Colorado communication engineers polishing their resumes right now could have a hand in creating the next high speed mobile communications network.
“We are very involved in what’s called the 5G, next generation of cellular communication,” said Jay Moorman, president of Wireless Solutions LGS Innovations Group, based in Westminster.
The company is on hiring kick, looking to add 50 more engineers to work with the Westminster location, in the Westmoor Technology Center at 113th and Simms.
“We’ve hired 60 across the country, about half of them here,” Moorman said. “We’re a company of about 1,300 nationwide, and when you look at us adding 200 people in a year, that’s big thing for us.”
LGS Innovates is the successor to the old Bell Labs that was spun off in 1996 to become Lucent Technologies. Lucent combined with Alcatel in 2006, creating a LGS as contracting channel providing classified and unclassified projects for the federal government.
“That’s our legacy, applying it to some of the most difficult and challenging communication problems out there in the commercial and government space,” Moorman said.
That could mean everything from space based communication, signal processing and wireless and cellular data — like next generation mobile communications.
LGS operates out of three main campus, in New Jersey, Chicago and Westminster, and Moorman said the Westminster operation concentrates more on wireless.
“So we do mostly focused on communication products,” he said.”Based on our legacy, that means cellular communication capabilities.
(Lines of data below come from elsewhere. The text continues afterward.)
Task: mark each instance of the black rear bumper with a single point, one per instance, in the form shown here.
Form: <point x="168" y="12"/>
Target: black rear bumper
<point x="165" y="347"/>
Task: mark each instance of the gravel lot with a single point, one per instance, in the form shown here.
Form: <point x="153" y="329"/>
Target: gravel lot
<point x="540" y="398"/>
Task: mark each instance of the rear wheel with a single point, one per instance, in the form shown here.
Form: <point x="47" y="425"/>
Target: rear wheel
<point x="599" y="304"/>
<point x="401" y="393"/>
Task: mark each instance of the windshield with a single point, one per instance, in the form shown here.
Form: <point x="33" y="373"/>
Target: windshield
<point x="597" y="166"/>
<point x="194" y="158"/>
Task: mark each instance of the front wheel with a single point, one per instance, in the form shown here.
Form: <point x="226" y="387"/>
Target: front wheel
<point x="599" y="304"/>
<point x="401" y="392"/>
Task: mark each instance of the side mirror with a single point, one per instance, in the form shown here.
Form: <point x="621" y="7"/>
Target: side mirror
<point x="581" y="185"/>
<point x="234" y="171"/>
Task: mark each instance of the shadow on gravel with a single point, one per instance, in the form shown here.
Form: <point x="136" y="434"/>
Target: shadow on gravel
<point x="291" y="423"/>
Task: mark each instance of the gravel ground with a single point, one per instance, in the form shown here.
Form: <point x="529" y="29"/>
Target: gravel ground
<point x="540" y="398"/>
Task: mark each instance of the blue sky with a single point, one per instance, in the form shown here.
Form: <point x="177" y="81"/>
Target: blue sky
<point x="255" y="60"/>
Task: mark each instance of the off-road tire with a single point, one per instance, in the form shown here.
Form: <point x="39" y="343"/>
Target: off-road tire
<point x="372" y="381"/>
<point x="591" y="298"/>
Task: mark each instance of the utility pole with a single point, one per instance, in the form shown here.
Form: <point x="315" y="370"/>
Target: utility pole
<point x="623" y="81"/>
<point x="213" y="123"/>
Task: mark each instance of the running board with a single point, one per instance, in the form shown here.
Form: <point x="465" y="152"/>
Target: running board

But because of the technical talent we have, we go all span the way from push-to-talk radio and high power cordless radios all the way up to milimeter wave, hundred-gigahertz plus communication systems.”
The company can create chips, write software and create protocols to take advantage of the the spectrum
“Our customers are coming back to us saying they want more,” Moorman said. “They say we give them something they can’t get in other companies. That’s why I say we need more people. We need technical superstars. That’s what I’m really looking for.”
Moorman said he wants a range of experience, from people fresh out of college to experienced engineers.
“We have a great range of diversity in that mix,” he said. “You get the young passion and eagerness mixed with a great sense of wisdom and knowledge and lessons learned.”